Tag Archives: Bruce

The Turning of the Tides

The last few weeks have been busy ones for us in the office. As you saw in my last post, our decision letters have already gone out–so we’re currently experiencing a very different kind of energy. High school students from across the country have enjoyed their “spring break” over the last two weeks, making it an excellent time to go look at schools. Now, however, it’s not only the seniors who are looking, visiting many of the wonderful institutions they’ve been admitted to, but also the juniors who are out in full force (and occasionally a sophomore or two!).

I’ve been reflecting recently on why these last few weeks have been so enjoyable. As much as I enjoy a smaller, more intimate information session held in the conference room here in Penrose, there’s also something invigorating about speaking to a group of 30 or 40 visitors. (Perhaps this is just my more theatrical side talking.) But there’s something else that’s special about this time of year, I think, and it has to do with applying all that our work with the newly admitted class has taught us–or perhaps reminded us of–to this next cycle. We are sure to be reminded of things as specific as the importance of sending in your financial aid forms in on time, to more abstract philosophies about why we do the work we do. I’ve asked a few of my fellow admission officers to chime in on how our work with this class of high school seniors has prepared us for this next year.

Bruce Jones, New England Regional Officer: Spring is transitional, in the normal snow-melting/crocuses-sprouting sort of way, but also as I shift from this year’s class to next year’s. It’s 7 a.m. and I’m catching up in my Hampton Inn in White River Junction, VT after a night college fair before heading to Connecticut for more fairs. I’m writing notes to (and answering emails from) admitted students while wondering if I will be writing congrats a year from now to newbies I’m meeting on the road. Spring is slow in coming to this neck of the woods but by May 1, the national reply date for admitted students, spirits will be lifted.

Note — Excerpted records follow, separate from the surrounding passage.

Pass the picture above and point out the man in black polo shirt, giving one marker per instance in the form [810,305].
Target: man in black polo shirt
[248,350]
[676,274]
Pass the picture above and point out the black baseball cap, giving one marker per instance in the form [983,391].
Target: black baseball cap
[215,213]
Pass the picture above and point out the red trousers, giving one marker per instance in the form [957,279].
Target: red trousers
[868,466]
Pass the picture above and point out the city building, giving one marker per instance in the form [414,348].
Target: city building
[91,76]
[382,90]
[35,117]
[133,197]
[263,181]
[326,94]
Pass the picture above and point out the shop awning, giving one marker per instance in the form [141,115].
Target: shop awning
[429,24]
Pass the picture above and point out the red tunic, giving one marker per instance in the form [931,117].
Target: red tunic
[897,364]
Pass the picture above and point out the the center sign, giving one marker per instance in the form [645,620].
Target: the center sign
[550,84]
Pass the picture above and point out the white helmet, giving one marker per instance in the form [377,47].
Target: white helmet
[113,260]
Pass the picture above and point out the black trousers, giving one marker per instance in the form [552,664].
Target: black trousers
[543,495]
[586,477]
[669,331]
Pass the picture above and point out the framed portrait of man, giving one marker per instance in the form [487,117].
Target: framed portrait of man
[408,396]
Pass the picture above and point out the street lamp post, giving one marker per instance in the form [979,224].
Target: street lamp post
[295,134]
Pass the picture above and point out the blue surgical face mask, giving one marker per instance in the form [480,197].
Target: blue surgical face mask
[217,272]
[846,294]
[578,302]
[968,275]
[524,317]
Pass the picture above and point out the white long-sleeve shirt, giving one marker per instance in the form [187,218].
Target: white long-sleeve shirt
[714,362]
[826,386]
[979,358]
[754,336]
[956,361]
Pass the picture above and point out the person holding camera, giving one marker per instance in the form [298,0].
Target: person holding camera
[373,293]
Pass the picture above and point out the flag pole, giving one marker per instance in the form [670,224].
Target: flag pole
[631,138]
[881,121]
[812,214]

Katherine Buckley, Greater Oregon, WY, and ID representative: While out on the road, I met wonderful prospective Whitman students from religious schools in Seattle, tiny schools in Boston, farming schools in northern California, and outdoor-focused schools in Idaho. It is amazing to see how Whitman is accessible, welcoming, and the right fit for students from so many walks of life.

Tillie Gottlieb, Canada, CO, and the Mid-Atlantic: I think this cycle has made me so much more aware of the resiliency of our young applicants. This year in particular their struggles seemed more numerous and difficult, but I was so impressed by the maturity and clarity of their perspectives regarding hardship. I thank them for inspiring me and reminding me that there is always hope and always the possibility of positive change.

Tony Cabasco, Dean of Admission and Financial Aid: It’s a privilege, truly it is!
In finishing my 20th admission cycle, I reflected on the thousands of applications that have come through the admission office (over 50,000) and the hundreds of thousands of essays that have been read collectively by admission staffs during that period. Each cycle and group of applicants amazes me with the variety of backgrounds, experiences, and stories that they share with the admission staff. These stories of childhood memories, hardships overcome, personal battles won or lost, hopes and dreams for the future, study abroad experiences, epiphanies of many varieties, etc., all delight and move the admission staff. It’s inspiring to see such wonderful energy, creativity, spunk, and sparkle. Whitman is blessed with a wonderful group of applicants every year. It’s truly been a privilege getting to know these young people who are on the verge of coming into their own.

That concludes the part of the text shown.